Il connaît cette sorte d’asphyxie morale où l’on se débat quand s’éloigne l’être aimé : « Vous me manquez à tout moment. Si d’abord je ne sais pas ce que je cherche, à la réflexion, je trouve que c’est vous ; si je veux sortir sans savoir pourtant où aller, à la réflexion je trouve que c’est où vous étiez ; si je suis avec des gens aimables et que je sente l’ennui me gagner malgré moi, à la réflexion je trouve que c’est que je n’ai plus l’espérance de vous voir un moment. »

Loin d’elle, que le temps est long ! « Les jours n’ont point de fin, les semaines sont éternelles. » Il ne prend intérêt à rien.

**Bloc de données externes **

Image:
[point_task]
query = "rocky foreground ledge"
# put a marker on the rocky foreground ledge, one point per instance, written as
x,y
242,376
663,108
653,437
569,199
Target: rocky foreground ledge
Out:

Il ne sait que faire de lui-même. « Je ne me trouve bien ni chez moi ni ailleurs. La compagnie me déplaît quand j’en ai et je la souhaite quand elle me manque. »

Il voudrait s’enfuir de lui-même. « Combien votre absence me coûte à supporter. J’ai des journées d’un ennui qui m’accable. Alors je me déplais partout. Je cherche dans ma tête quelque endroit où je pourrais me réfugier. Je tourne autour de Paris, je m’éloigne, je finis par arriver où vous êtes. » Hélas ! ce n’est qu’une rêverie.

Au Grandval, chez le baron d’Holbach, on le trouve fort maussade. On a pris le parti de sourire de sa langueur, de ses soupirs indiscrets. Mme d’Aine, la belle-mère du baron, personne fort joviale, déclare que, si cela dure, il faudra le noyer par pitié.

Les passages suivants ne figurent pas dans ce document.